At the conclusion of the parable Jesus says, “Where your treasure is, your heart will be also.” So make sure the treasure you give your heart to is the real deal.
Don’t commit your time, your energy, your loyalty, your adoration, your trust to treasures that can wear out or be stolen – treasures that need bigger and bigger barns just to store them. In the end, those things cannot be depended on. Eventually idols leave us wanting, Whatever our particular ‘treasure’ looks like – career success, personal appearance, intellectual knowledge – These can be good things in our lives, but they cannot be God over our lives. We can’t stake our lives on anything but God.
When we allow idols to take the place of God, God is heartbroken.
Hosea’s description of God’s response to the people’s idolatry is striking. He expresses God’s heartache as that of a parent whose children have betrayed their relationship. God is like a fiercely protective father, remembering how he held his children’s hands as they learned to walk, lamenting that the children have now rejected his care. God is like a tender mother, reaching down to feed her children, keeping them safe at every moment, grieving that her children have now forgotten that it was she who sustained them and raised them.

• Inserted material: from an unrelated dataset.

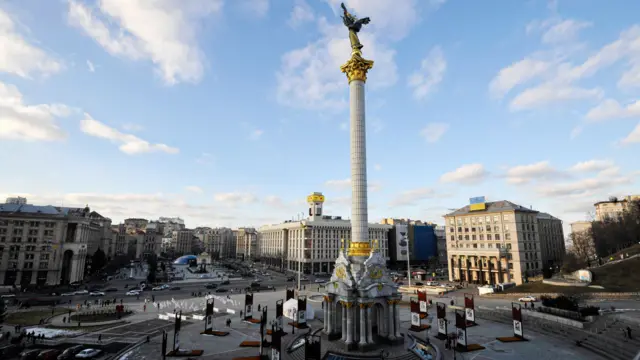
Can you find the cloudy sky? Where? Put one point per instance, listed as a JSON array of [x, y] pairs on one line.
[[230, 112]]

Hosea’s words describe a God who is devastated by the people’s unfaithfulness, and yet, this is what God decides: “I could never give up on my children. I could never destroy them.”
This is not a God of destruction and punishment, but a God of life and forgiveness, a God who has wrestled with the reality of human brokenness and has decided to be a force of grace and healing. Those people who chose idols over God, they aren’t called “Not-my-people” after all. They are called “Children of the living God.” They aren’t called “No-Mercy.” They are called “Complete Compassion.” God roars like a lioness calling her cubs back to her. No matter how far away from her they run, she will guide them home. God’s faithfulness is not like the faithfulness of humans; it never wavers. God never leaves. “I am the Holy One in your midst,” God declares (Hosea 11:9). God always desires to be in deeper relationship with us and continually draws us back.
We need to notice the things in our lives that crowd out God’s loving voice, that strain our relationship with God, and to stop giving those things so much attention and power.
What are the idols that are gaining too tight a hold over your heart, the things that are being treated like precious treasure but will never actually be as satisfying as they claim to be? Don’t build bigger barns to give those things more room in your life.
Invest instead in the parts of your life that make you more aware of the presence of the Holy One already in your midst.
Be attentive to God’s voice in your heart. Nurture the habits that help you deepen your relationship with God who loves you – whether that’s silence, worship, prayer, fellowship, service, or just… rest… God, the source of abundant life, is always with you. God, will never leave you, and will never leave you empty.